The question makes Vonne blush visibly, which is funny because I wouldn’t have guessed that that would have transferred to her physiognomy. “Um. Cuddles? Puzzles? I don’t… I like people. I’m sed, of course I like to make people happy! But it’s not just that, if it were just that, it would be weird, wouldn’t it? There are sed who… wait.” She cocks her head at me, then releases my hand, though it takes me a moment to reclaim it. “You’re an Outsider! You don’t even know!”
I take a bite of one of my skewers. “Mmm?”
“Okay, okay. Um. I kinda don’t want to tell you but that would be unethical! Because if I want to do anything with you, even just if I want to be friends with you, you need to… to understand, and also, how did nobody tell you? Um. Well, probably everyone forgot. So.” She starts eating, chomping down on what looks like chicken that’s been pan-cooked with some aliums and some spherical and spherically-adjacent fruits I don’t recognize. She switches smoothly to “talking” through what my Visor recognizes as a Skill, Prestidigitation, while she eats. “How much do you know about the Firstborn?”
I chew determinedly, having gotten a piece of vegetable that takes a fair bit of it. It goes down eventually, which gives me time to process what I’m hearing. “I… think I’ve heard the name before?” I frown. “In relation to the… Temple Lands?
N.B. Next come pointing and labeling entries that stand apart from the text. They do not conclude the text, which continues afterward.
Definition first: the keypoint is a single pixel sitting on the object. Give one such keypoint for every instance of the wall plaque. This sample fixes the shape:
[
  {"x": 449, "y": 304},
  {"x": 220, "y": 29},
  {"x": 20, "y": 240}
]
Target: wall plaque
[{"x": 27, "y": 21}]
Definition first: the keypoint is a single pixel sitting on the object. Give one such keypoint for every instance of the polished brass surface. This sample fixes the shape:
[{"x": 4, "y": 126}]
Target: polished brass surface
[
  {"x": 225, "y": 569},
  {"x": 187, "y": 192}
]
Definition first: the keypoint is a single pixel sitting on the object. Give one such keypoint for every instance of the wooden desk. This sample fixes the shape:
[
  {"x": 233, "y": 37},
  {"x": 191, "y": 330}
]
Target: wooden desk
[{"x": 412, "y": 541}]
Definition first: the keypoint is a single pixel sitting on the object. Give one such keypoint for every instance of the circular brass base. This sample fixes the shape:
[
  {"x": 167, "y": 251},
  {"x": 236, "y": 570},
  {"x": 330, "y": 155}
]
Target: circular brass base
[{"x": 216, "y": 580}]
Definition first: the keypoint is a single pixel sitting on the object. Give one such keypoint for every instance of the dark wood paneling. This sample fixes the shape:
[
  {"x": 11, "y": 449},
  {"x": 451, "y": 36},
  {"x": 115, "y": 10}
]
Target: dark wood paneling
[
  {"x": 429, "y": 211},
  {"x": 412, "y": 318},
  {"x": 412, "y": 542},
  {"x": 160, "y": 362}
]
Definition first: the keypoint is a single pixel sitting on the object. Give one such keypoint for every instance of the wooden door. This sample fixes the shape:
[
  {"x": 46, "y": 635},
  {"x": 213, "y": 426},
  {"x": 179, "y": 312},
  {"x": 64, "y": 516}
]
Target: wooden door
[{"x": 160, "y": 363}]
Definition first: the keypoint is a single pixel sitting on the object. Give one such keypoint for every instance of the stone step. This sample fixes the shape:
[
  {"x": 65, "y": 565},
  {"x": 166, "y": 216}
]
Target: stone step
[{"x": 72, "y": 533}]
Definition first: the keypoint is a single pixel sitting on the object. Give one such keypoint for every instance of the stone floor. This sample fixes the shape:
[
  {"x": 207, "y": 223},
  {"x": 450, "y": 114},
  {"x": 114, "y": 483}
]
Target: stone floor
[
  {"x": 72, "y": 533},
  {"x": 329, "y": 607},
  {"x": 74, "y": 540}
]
Who are not really a geographic area so much as they are an autarchy that has embassies across the continent?”
“You’re not totally wrong! Okay. It’s great that you don’t know much, because what most people know is all wrong!” Vonne sounds genuinely relieved. “Most people don’t even know that the Temple Lands follow the First Paladin. How’d you know?”
“Amber.” I shrug. “She… got recruited by them? And Zidanya knows them of old, she says, but she won’t elaborate.”
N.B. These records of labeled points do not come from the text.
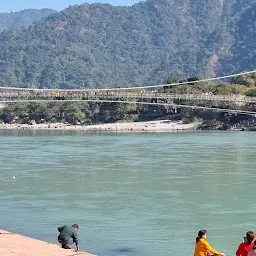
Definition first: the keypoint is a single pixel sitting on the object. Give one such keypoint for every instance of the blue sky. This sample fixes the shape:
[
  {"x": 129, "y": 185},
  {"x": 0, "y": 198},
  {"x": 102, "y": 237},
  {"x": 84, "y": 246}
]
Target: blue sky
[{"x": 18, "y": 5}]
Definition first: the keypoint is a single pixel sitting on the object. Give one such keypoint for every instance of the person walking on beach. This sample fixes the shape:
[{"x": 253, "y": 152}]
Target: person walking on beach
[
  {"x": 252, "y": 252},
  {"x": 68, "y": 236},
  {"x": 247, "y": 245},
  {"x": 202, "y": 247}
]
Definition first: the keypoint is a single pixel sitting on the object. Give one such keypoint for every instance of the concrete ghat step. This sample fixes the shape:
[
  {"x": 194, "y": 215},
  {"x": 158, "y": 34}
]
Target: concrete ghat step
[{"x": 12, "y": 244}]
“Your Reca! She’s amazing. Katavya did a thing on her! I wanna meet her and cuddle her, she looks so soft and also so strong!” I sort of stare at her for a moment, processing that, and she doesn’t seem to notice. “Okay. Firstborn. Sed. I’m gonna have to go way back for this! Um. Usually when I tell a story I’m all 'and here’s the chain of provenance' and usually that takes a long time, but I have this from Do who had it from Do’s dam, who was made in the Court of Brilliance Everchanging. So, short!
“Anyway.” Her voice changes, becoming a little slower, a little less frenetic. “This is the story, as I heard it told. Zekhira be my guide as I tell it true.”